Trends in Mean Annual Minimum and Maximum Near Surface Temperature in Nairobi City, Kenya

Geography Department, Kenyatta University, P.O. Box 43844, 00100 Nairobi, Kenya

Received 25 September 2009; Accepted 11 January 2010

Academic Editor: Shouting Gao

Copyright © 2010 George Lukoye Makokha and Chris A. Shisanya. This is an open access article distributed under the Creative Commons Attribution License, which permits unrestricted use, distribution, and reproduction in any medium, provided the original work is properly cited.

Abstract

This paper examines the long-term urban modification of mean annual conditions of near surface temperature in Nairobi City. Data from four weather stations situated in Nairobi were collected from the Kenya Meteorological Department for the period from 1966 to 1999 inclusive. The data included mean annual maximum and minimum temperatures, and was first subjected to homogeneity test before analysis. Both linear regression and Mann-Kendall rank test were used to discern the mean annual trends.
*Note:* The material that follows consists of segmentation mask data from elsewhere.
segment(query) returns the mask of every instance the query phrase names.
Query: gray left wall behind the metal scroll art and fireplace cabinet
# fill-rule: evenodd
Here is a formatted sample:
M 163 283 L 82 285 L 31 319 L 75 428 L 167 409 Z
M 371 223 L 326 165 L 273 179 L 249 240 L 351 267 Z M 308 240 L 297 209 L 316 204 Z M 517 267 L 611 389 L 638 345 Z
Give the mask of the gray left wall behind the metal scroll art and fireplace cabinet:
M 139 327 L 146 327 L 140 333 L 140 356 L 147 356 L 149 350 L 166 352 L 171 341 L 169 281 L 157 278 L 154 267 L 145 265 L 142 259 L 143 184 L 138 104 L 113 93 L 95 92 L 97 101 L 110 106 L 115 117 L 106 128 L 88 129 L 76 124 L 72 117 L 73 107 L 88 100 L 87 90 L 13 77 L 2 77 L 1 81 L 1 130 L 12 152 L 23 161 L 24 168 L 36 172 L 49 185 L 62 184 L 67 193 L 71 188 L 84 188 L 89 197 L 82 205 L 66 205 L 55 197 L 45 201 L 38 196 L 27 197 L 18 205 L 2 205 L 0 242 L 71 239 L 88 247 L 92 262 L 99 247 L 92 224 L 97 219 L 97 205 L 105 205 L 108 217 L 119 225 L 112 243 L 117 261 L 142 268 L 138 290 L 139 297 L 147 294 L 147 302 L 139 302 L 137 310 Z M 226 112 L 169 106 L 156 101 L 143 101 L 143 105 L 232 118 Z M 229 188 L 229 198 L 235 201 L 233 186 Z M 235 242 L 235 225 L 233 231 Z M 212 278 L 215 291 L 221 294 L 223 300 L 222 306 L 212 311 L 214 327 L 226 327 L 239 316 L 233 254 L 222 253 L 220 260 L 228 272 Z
Results show that the change of temperature over the thirty-four years study period is higher for minimum temperature than maximum temperature. The warming trends began earlier and are more significant at the urban stations than is the case at the sub-urban stations, an indication of the spread of urbanisation from the built-up Central Business District (CBD) to the suburbs. The established significant warming trends in minimum temperature, which are likely to reach higher proportions in future, pose serious challenges on climate and urban planning of the city. In particular the effect of increased minimum temperature on human physiological comfort, building and urban design, wind circulation and air pollution needs to be incorporated in future urban planning programmes of the city.